An Ode to Remaining Broken: In a New York State of Mind
© 2007 Rabbi Menachem Creditor
What can you possibly do when the words “New York” can bring you to both your warmest childhood memories and to your hardest moment of life?
Cars lined up in the street all the way down Broadway, people aching to give blood, give anything. No cell phone reception. Suddenly it’s 9/11, and you’re simply never going to be again who you were just this morning. This incredible pain. If you were “there” the shattered soul you own can break down looking at a policeman’s badge, a fireman’s hat, a person’s face, a lost father’s picture held by a child.

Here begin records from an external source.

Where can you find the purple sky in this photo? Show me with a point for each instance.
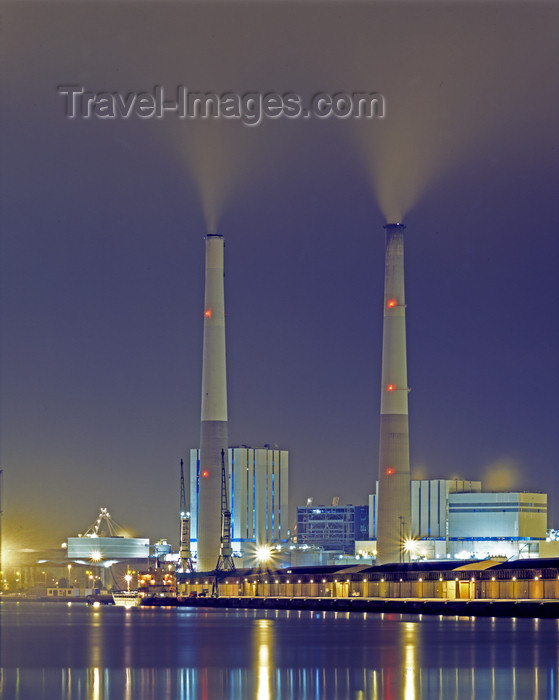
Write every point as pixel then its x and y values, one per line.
pixel 102 226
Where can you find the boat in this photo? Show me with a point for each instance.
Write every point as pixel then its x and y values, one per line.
pixel 128 599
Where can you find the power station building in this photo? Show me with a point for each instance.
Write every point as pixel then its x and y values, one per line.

How quickly we forget, and how hard it is to find anyone who understands. YouTube is full of the videos from “The Concert for New York,” full of the faces of the audience, still raw and reeling from rupture. Even Billy Joel seems to be working hard to get back into his New York State of Mind. The music is a strained roar – a conscious refusal to die.
Here I sit in Berkeley on November 18, 2007 – and I’m suddenly back in Manhattan on September 11, 2001, scared, wondering where my wife is. Praying my sister is okay. Wondering what happened to the world. Smelling the smoke. Wishing it weren’t so. Leading Mincha and screaming the “blessing against enemies” so hard it hurt.
There are moments in which comfort comes. But there are also moments that are inescapable, where aloneness permeates every pore. The broken city resonates in mythic proportion – and living in the moment means not feeling the distance of time or space, re-entering the encounter and breaking, willing or not.
Seeing the stained sky, flying over Ground Zero and looking into the pit – in perhaps the same way that the birth of a child is an eternal moment, all these experiences are eternal.